What SC’s Order to Election Commission to Publish 6.5 Million Voter Deletions Means
Court Directs District-Wise Lists With Reasons and Wide Public Dissemination
August 16, 2025
The Supreme Court’s order directing the Election Commission of India (EC) to publish detailed lists of 6.5 million (65 lakh) deleted voters in Bihar shows that the EC resisted transparency until compelled by the Court. A body constitutionally mandated to conduct free and fair elections should not need judicial intervention to carry out tasks that fall squarely within its mandate, including the protection of the integrity of the franchise.
The Court instructed the EC to release district-wise lists of deletions, including specific reasons such as death, migration, or duplication, and to make these lists available both physically in administrative offices and online. It also required that the news of deletions be disseminated widely in local languages, English newspapers and electronic media.
These are elementary steps for public accountability, yet they came only after resistance from the EC, which sought to proceed with the Special Intensive Revision (SIR) in a manner that heightened public suspicion rather than building confidence.
Article 324 of the Constitution vests the EC with plenary powers of superintendence, direction and control of elections. It can requisition staff from any government department and compel compliance with its directives. Its own rules mandate the publication of revised rolls and provide clear procedures for additions, deletions and corrections. In the case of Bihar, the Court had to remind the Commission that while its powers are wide, its conduct must be “reasonable” and provide “comfort to citizens,” as reported by The Indian Express.
The Commission’s reluctance becomes more concerning against the backdrop of independent findings about errors in voter lists.
Rahul Gandhi, the Leader of the Opposition in the Lok Sabha, and The Reporters’ Collective recently pointed to the presence of duplicate voters in large numbers across constituencies. These are discrepancies that the EC is mandated to detect and eliminate through its verification machinery. Instead of treating such exposures as opportunities to demonstrate its vigilance, the Commission has often responded defensively, denying the scale of the problem or dismissing concerns as politically motivated.
Thankfully, the Court’s order in Bihar has made clear that transparency is non-negotiable and the public has a right to know the basis on which millions of names are being struck off.
The burden placed on the most vulnerable voters in Bihar further exposes the weakness of the EC’s methods. Migrant workers, Dalits, small farmers and daily wage earners are being asked to produce documents that are often hard to access, particularly for those who do not appear in the 2003 electoral roll. It is the Commission’s role to ensure that no citizen is disenfranchised because of arbitrary or overly rigid procedures.
Since the EC plans to carry out SIR across the country, its conduct in Bihar becomes a template for how voter lists will be revised nationwide. The exercise must safeguard, rather than weaken, citizens’ trust in the electoral process.
The EC cannot invoke manpower shortages or administrative complexity as excuses. Its structure allows it to draw on the machinery of state governments, and technology provides further tools to make rolls accurate and transparent. That is precisely why opposition parties have demanded digital copies of the rolls, so they can verify them independently. If opposition parties and journalists can conduct such checks quickly, why has the EC not done so itself?

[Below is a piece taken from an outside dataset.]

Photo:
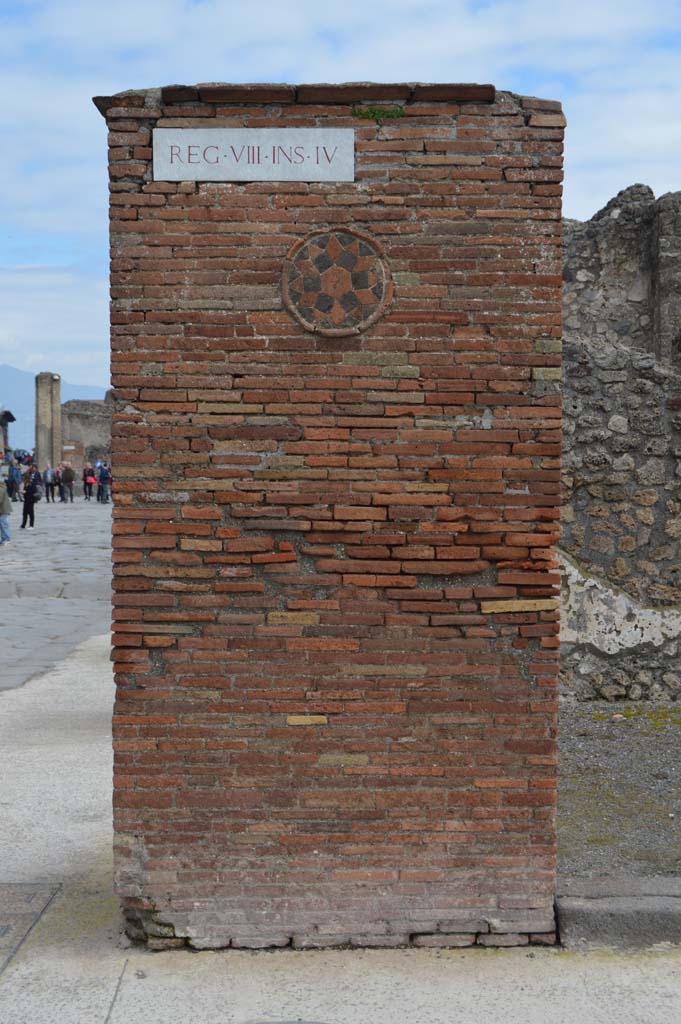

The Supreme Court has stated that it will not interfere with the EC’s mandate, but it has also set boundaries. It has stressed that transparency is a core duty of the Commission, not a discretionary gesture, something the EC ought to have recognised on its own.
The presence of duplicate voters exposed by external actors, along with deletions carried out without adequate clarity, suggests that scrutiny is being applied from outside rather than within. If the EC continues to rely on judicial prodding before fulfilling its responsibilities, it risks diminishing both public trust and its own constitutional standing.